Tuesday, November 11, 2008

Election Post-Mortem: Are We All the Fat Guy in "Deliverance"?

Blogging has seemed less urgent since the presidential election has concluded. Now we are just waiting for Obama and the new and bigger majority of Democrats to take power. Once they do, changes will be rapid. Think of the barbarians sacking Rome, breaking into the wine stash, carrying away golden goblets and screaming maidens. Yes, it will be something like that.

There will be a move towards shoring up the auto industry. The auto industry is slowly dying of union-inflicted wounds, namely the outrageously high pension plans and post-retirement benefits for its many workers. These burdens were forced on the auto makers by the unions, when times were good and the auto makers could afford them; but now that the economy is in a nose-dive, those fixed costs are eating GM, Ford and Chrysler alive.

So if the Dems bail out the auto makers, they are actually bailing out their own voting constituents, i.e., over-indulged and overpaid union retirees. Unions. Outrageous benefits. Bankrupted companies. Recessions. Democrats. Beginning to sense a pattern here?

Hmm, come to think of it, my own state of Fruits and Nuts, also known as California, has the same problem: they are largely bankrupt from lavish retirement programs for state employees who are (surprise!) represented by militant unions.

President Bush wants to make our ally Colombia a trading partner with the United States; Obama does not.
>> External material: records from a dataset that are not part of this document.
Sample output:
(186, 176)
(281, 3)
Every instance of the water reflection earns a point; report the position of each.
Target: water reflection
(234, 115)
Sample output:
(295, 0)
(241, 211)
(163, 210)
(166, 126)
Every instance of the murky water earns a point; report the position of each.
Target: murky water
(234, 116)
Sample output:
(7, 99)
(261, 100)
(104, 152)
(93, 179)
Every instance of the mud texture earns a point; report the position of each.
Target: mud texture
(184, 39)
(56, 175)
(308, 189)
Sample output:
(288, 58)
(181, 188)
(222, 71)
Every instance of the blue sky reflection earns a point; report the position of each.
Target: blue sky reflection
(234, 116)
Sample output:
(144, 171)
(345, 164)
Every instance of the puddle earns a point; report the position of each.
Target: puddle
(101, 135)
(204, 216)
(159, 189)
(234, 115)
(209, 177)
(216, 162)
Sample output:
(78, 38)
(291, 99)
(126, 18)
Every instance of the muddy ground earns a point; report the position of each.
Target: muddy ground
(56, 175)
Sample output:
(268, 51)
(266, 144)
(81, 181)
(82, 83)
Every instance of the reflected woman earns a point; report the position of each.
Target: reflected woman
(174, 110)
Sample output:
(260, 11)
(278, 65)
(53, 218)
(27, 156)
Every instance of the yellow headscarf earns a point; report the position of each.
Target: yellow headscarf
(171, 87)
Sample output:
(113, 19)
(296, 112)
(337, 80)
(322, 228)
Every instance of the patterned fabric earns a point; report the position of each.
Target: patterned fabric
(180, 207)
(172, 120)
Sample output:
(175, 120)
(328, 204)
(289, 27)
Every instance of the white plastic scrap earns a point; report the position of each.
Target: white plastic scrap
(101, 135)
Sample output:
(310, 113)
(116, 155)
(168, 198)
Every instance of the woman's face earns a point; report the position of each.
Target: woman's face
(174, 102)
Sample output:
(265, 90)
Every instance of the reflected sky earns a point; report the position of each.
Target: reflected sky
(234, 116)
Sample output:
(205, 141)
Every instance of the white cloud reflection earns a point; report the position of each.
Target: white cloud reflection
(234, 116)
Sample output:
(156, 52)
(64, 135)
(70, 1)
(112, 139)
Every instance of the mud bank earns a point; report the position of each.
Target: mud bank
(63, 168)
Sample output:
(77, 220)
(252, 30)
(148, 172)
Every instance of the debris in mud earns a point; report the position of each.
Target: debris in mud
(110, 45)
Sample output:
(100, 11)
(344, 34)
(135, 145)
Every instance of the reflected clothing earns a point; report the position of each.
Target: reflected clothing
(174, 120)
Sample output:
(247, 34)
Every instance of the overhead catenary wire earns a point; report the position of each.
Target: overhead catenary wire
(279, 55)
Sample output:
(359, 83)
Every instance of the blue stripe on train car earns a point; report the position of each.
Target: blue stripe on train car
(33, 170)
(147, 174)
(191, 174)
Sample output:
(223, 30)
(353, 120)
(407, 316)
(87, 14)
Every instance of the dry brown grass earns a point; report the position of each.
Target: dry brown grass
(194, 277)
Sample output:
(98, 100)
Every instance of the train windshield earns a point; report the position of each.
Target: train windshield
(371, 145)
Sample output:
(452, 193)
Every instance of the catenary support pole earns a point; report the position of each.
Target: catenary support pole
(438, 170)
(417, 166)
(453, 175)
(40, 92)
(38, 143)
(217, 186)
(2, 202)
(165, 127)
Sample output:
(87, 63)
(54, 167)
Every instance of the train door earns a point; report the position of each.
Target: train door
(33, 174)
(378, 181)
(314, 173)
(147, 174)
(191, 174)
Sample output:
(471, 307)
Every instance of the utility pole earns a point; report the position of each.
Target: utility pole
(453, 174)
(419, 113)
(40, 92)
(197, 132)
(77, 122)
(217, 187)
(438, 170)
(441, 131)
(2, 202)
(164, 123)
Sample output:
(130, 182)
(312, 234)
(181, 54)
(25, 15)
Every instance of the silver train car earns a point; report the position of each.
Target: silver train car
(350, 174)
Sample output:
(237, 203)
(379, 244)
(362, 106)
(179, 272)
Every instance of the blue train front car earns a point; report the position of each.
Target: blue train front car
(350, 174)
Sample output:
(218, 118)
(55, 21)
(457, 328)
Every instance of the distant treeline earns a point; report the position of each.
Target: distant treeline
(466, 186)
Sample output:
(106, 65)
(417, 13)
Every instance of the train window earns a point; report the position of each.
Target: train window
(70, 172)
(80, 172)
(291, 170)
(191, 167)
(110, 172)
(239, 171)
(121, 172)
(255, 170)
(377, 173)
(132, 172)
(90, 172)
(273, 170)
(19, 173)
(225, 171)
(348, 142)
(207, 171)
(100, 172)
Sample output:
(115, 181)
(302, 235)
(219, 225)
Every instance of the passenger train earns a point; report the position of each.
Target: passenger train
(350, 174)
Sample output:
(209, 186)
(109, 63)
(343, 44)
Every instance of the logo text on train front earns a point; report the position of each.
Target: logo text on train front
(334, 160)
Why? Because unions aren't as ruthlessly strong in Colombia and some over-harried, overtaxed American companies may want to export jobs there so they can actually make a profit. American unions would rather those companies stay here where they can be more easily fleeced.

The American public is about to get the fat guy-in-Deliverance treatment. If you saw "Deliverance," remember the fat guy who was made to strip and get down on all fours? He was made to squeal like a pig while some homosexual hillbilly violated him.

Squeal piggies, squeal! Wheeeooo! Wheeeooo!

The Dems will tell you they are just making love to you. Oh please! Don't try to make something dirty out of it, it's a beautiful thing. You're not losing your freedoms, you're gaining security...well, security except for entrepreneurs, businessmen and capitalists. But then again, you can't make an omelette without breaking some eggs.

If you're one of the eggs, tough luck.